El 5 de mayo de este año un grupo de medallistas olímpicos y panamericanos peruanos, encabezados por Stefano Peschiera, Cecilia Tait, Francisco Boza y Juan Giha, remitió una carta formal al presidente José María Balcázar solicitando que el Estado evalúe la entrega de unidades habitacionales de la Villa Panamericana como reconocimiento histórico. La petición se enmarca en la preparación de los Juegos Panamericanos Lima 2027 y busca corregir una omisión de larga data: la ausencia de incentivos para quienes obtuvieron medallas antes de julio de 2003.
La misiva del 5 de mayo y sus fundamentos
En el documento los firmantes argumentan que muchos logros se alcanzaron en condiciones de escasa infraestructura, sin programas de apoyo integral y con recursos propios limitados. La solicitud se sustenta en principios de mérito, equidad y valoración histórica, y propone incluir expresamente a Edwin Vásquez Cam (oro en Londres 1948), Francisco Boza (plata en Los Ángeles 1984), la selección femenina de vóley (plata en Seúl 1988), Juan Giha (plata en Barcelona 1992) y el propio Peschiera (bronce en París 2024).
La Ley 28036 otorgó incentivos económicos a partir de 2003, pero el principio de irretroactividad dejó fuera a todos los medallistas anteriores. Esta exclusión legal constituye el primer ancla que explica la actual demanda.

La irretroactividad como punto de quiebre
El segundo ancla radica en la propia norma de 2003. Al establecer beneficios solo para medallas posteriores, el Estado peruano generó una brecha generacional que ahora los atletas históricos intentan cerrar mediante un mecanismo distinto: la asignación de vivienda en lugar de una compensación monetaria retroactiva. Este cambio de enfoque permite sortear la restricción legal sin modificar la ley vigente.
Tres lecturas estructurales del pedido
La primera lectura apunta a la construcción de una política de legado deportivo. La Villa Panamericana, construida para un evento temporal, podría convertirse en un instrumento permanente de reconocimiento si se destina parte de sus unidades a quienes elevaron el prestigio internacional del país en condiciones adversas. Esta decisión sentaría precedente para futuros ciclos olímpicos y panamericanos.
La segunda lectura se refiere al impacto en la cohesión del ecosistema deportivo. Los medallistas actuales, que sí recibieron incentivos, conviven con figuras históricas que carecen de ellos. Una asignación selectiva de vivienda podría reducir tensiones internas y reforzar la narrativa de que el Estado valora por igual el mérito independientemente de la fecha en que se obtuvo.

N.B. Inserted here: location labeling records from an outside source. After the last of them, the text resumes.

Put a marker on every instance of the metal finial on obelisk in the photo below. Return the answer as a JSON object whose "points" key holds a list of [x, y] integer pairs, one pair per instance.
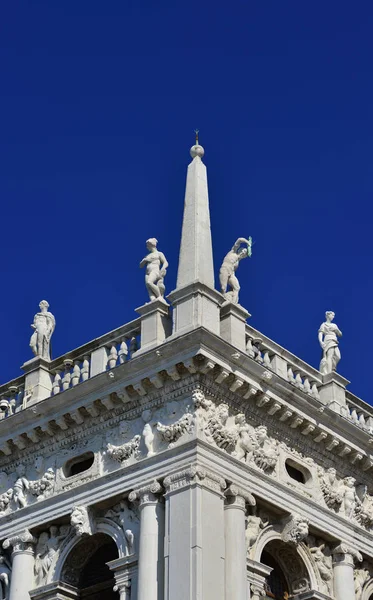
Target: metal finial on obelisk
{"points": [[197, 150]]}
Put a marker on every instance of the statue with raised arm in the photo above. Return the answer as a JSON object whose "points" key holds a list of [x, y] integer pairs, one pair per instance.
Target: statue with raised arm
{"points": [[227, 274], [156, 269], [328, 334], [44, 325]]}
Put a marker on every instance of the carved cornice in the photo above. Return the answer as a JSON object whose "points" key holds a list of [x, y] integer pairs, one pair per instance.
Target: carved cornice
{"points": [[147, 494], [191, 476], [21, 542], [238, 497]]}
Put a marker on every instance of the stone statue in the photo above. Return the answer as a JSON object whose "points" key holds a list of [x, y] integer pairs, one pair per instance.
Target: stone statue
{"points": [[5, 572], [44, 325], [155, 273], [328, 334], [20, 487], [230, 264]]}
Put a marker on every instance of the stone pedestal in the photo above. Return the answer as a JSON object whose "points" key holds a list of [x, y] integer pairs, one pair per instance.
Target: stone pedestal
{"points": [[150, 571], [194, 538], [156, 324], [233, 324], [38, 380], [125, 573], [195, 305], [22, 580], [235, 542], [55, 591], [333, 392], [343, 571]]}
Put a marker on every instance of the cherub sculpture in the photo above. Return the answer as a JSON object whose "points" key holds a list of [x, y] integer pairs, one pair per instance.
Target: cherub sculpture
{"points": [[156, 269], [227, 276]]}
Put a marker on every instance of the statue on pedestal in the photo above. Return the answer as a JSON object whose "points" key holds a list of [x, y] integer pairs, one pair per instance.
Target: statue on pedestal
{"points": [[328, 334], [230, 264], [44, 325], [156, 269]]}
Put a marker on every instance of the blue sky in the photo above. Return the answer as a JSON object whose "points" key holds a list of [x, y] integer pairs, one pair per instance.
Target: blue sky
{"points": [[98, 105]]}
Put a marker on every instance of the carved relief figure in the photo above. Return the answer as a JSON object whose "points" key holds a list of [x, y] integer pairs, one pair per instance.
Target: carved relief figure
{"points": [[5, 501], [80, 521], [5, 574], [171, 433], [227, 274], [330, 488], [123, 453], [328, 339], [295, 529], [44, 325], [156, 269], [350, 498], [20, 487], [266, 453], [147, 432]]}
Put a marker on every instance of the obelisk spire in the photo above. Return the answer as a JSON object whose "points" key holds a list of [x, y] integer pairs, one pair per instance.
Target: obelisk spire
{"points": [[195, 259], [195, 301]]}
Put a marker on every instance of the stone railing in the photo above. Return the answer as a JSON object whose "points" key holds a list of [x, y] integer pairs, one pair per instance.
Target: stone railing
{"points": [[75, 367], [13, 397], [102, 354], [283, 363], [358, 412]]}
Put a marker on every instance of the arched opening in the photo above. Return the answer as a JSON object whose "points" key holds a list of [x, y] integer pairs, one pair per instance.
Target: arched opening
{"points": [[289, 575], [85, 568]]}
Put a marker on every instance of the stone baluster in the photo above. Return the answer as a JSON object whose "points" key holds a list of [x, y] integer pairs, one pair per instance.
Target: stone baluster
{"points": [[343, 570], [235, 542], [75, 377], [66, 380], [56, 387], [150, 574], [22, 580], [123, 352], [85, 368], [113, 357]]}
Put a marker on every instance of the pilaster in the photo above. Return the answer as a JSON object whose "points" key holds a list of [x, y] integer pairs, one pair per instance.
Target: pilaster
{"points": [[194, 548], [343, 571], [235, 543]]}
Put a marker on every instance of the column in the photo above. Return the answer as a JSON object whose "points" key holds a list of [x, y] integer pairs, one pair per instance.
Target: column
{"points": [[343, 571], [150, 576], [235, 542], [194, 538], [22, 580]]}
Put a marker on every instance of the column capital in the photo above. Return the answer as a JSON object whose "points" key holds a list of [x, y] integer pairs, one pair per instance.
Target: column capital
{"points": [[237, 497], [146, 494], [21, 542], [343, 554], [193, 475]]}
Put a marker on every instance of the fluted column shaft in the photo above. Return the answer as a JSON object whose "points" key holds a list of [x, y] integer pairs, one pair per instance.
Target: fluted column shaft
{"points": [[22, 580], [235, 542], [150, 574]]}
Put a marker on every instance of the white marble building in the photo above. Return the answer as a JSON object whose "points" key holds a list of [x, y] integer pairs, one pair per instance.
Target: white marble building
{"points": [[184, 455]]}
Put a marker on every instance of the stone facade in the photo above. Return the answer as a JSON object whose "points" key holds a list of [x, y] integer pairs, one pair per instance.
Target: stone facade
{"points": [[206, 461]]}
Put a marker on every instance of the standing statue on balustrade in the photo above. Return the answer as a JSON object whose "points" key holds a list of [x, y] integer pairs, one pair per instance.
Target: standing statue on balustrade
{"points": [[156, 269], [229, 267], [44, 325], [328, 334]]}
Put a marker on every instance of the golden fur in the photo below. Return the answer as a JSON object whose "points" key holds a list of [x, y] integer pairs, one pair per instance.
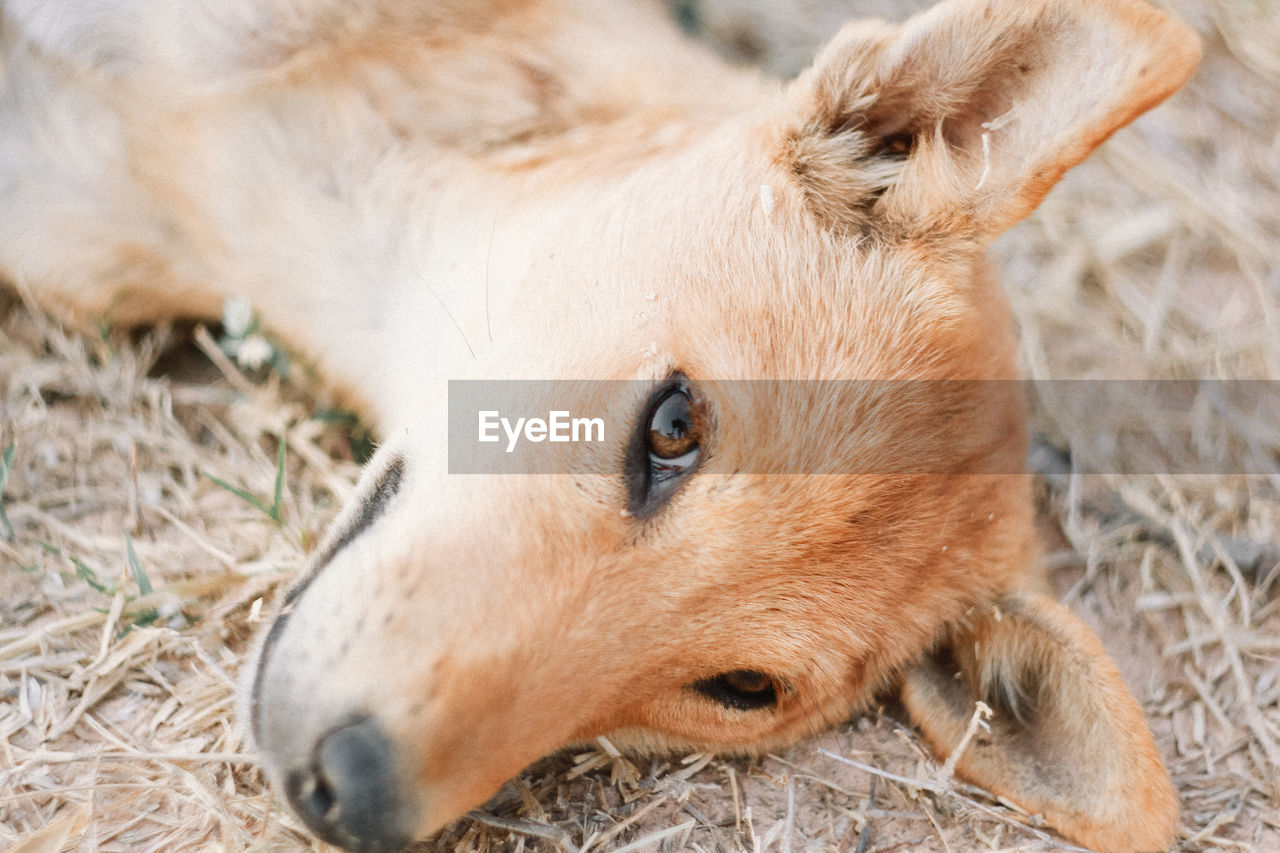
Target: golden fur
{"points": [[568, 190]]}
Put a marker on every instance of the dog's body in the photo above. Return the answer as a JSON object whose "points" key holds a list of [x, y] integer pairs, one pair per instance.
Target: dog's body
{"points": [[568, 190]]}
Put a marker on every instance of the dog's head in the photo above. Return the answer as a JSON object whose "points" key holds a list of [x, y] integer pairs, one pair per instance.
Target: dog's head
{"points": [[737, 570]]}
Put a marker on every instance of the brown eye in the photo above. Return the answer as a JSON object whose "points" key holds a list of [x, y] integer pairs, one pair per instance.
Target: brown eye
{"points": [[666, 446], [673, 429], [740, 689]]}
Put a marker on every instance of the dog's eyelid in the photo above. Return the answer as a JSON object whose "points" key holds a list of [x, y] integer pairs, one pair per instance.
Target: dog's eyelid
{"points": [[652, 477]]}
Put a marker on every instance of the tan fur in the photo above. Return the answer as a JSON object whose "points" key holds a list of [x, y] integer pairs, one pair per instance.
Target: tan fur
{"points": [[551, 188]]}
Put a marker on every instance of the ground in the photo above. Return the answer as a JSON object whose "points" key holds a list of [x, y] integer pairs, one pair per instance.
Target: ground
{"points": [[147, 524]]}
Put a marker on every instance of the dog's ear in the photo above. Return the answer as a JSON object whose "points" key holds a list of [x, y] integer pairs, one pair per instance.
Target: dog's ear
{"points": [[960, 119], [1066, 738]]}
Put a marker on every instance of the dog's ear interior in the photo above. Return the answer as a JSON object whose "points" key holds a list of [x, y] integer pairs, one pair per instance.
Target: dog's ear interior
{"points": [[960, 119], [1066, 739]]}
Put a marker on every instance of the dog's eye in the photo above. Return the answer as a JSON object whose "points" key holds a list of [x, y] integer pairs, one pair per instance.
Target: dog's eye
{"points": [[666, 447], [673, 429], [740, 689]]}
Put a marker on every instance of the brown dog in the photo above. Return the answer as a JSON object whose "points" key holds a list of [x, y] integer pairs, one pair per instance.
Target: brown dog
{"points": [[552, 188]]}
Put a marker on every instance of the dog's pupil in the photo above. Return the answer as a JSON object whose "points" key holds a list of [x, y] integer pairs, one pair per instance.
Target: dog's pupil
{"points": [[671, 432]]}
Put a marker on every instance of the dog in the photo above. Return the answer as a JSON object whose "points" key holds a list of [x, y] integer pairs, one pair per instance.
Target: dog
{"points": [[489, 190]]}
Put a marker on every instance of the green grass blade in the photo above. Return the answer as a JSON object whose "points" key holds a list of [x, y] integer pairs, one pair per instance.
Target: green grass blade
{"points": [[140, 575], [279, 482]]}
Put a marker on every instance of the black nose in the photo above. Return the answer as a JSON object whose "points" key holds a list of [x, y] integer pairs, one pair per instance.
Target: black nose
{"points": [[350, 794]]}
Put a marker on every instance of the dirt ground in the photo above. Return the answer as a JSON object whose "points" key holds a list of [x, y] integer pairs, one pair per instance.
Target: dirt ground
{"points": [[146, 525]]}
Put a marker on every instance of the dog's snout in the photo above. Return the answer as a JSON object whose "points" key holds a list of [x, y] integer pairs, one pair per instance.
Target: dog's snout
{"points": [[350, 793]]}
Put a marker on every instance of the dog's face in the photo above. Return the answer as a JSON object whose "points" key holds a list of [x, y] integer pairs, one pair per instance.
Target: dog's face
{"points": [[693, 583]]}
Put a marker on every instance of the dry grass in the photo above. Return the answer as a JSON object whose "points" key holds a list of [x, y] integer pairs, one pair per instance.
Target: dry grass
{"points": [[131, 582]]}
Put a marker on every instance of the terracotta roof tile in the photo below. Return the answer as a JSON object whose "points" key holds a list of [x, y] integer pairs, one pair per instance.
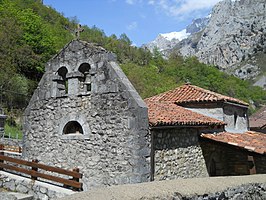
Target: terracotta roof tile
{"points": [[258, 119], [250, 140], [168, 114], [190, 93]]}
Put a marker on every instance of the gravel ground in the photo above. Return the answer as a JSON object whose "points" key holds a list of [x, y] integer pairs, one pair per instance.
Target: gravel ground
{"points": [[167, 189]]}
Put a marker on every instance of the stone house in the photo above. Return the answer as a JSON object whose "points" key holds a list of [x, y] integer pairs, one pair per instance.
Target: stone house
{"points": [[85, 113], [196, 132], [258, 120]]}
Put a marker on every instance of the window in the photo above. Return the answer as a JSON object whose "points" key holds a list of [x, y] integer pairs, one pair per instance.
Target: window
{"points": [[212, 169], [85, 85], [62, 81], [235, 119], [73, 127]]}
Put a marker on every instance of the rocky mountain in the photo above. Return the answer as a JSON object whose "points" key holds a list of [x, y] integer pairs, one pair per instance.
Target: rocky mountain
{"points": [[233, 39], [167, 41]]}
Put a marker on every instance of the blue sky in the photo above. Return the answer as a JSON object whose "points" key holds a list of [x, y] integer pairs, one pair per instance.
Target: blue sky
{"points": [[140, 20]]}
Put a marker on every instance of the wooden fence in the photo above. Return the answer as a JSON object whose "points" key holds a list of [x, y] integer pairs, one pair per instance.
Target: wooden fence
{"points": [[32, 170]]}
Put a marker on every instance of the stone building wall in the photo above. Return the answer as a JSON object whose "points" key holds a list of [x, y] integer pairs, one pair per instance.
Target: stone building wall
{"points": [[225, 160], [236, 118], [177, 154], [260, 163], [102, 127]]}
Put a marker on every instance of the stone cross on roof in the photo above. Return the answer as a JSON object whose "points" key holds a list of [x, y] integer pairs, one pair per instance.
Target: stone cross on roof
{"points": [[78, 31]]}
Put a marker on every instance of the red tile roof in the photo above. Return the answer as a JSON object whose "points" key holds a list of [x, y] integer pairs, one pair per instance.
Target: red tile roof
{"points": [[258, 120], [169, 114], [190, 93], [250, 140]]}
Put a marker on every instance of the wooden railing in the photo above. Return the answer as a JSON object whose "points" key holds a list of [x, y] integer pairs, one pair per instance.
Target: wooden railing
{"points": [[32, 170]]}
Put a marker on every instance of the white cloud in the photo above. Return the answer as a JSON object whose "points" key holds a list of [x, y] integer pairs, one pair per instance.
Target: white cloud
{"points": [[183, 7], [151, 2], [132, 2], [132, 26]]}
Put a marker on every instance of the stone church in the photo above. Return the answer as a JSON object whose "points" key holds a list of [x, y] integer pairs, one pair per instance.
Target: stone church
{"points": [[85, 113]]}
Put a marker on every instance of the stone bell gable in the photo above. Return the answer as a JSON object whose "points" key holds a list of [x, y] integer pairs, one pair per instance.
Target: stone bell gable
{"points": [[85, 113]]}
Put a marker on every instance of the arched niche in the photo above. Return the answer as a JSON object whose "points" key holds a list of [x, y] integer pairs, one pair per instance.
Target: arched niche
{"points": [[85, 81], [61, 81], [73, 127]]}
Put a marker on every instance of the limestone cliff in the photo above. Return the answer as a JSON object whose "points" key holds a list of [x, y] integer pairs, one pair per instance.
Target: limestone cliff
{"points": [[234, 39]]}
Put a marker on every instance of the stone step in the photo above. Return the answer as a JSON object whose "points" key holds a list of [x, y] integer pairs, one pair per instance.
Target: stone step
{"points": [[15, 196]]}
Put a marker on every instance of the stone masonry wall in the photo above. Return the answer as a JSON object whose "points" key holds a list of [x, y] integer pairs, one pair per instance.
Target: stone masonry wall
{"points": [[241, 124], [177, 154], [260, 163], [224, 159], [114, 146]]}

La tercera lectura examina el equilibrio entre reconocimiento y asignación de recursos públicos. La Villa Panamericana representa un activo inmobiliario limitado en una ciudad con déficit habitacional. Cualquier decisión de entrega a un grupo específico genera expectativas en otros sectores que también reclaman atención estatal.
Posiciones de los actores involucrados
Los deportistas argumentan que el reconocimiento no es un privilegio sino una deuda pendiente. El gobierno, por su parte, debe sopesar el costo político de aceptar o rechazar la solicitud en vísperas de Lima 2027. Organismos deportivos intermedios, como el Comité Olímpico Peruano, podrían actuar como mediadores para diseñar criterios claros de elegibilidad y evitar que el beneficio se perciba como arbitrario.
Riesgos y escenarios futuros
Si la petición prospera sin un marco normativo transparente, existe el riesgo de que otras agrupaciones de exdeportistas presenten demandas similares, tensionando la capacidad de respuesta del Estado. Por el contrario, una negativa sin explicación detallada podría erosionar la motivación de nuevas generaciones que observan cómo el sistema no protege a quienes lo precedieron.
Una tercera vía, consistente en crear un fondo mixto de vivienda y apoyo integral para medallistas históricos, podría mitigar tanto el riesgo presupuestario como el de inequidad percibida. La decisión que se adopte antes de 2027 definirá si el Perú consolida una memoria deportiva institucional o sigue gestionando el reconocimiento de forma fragmentada y reactiva.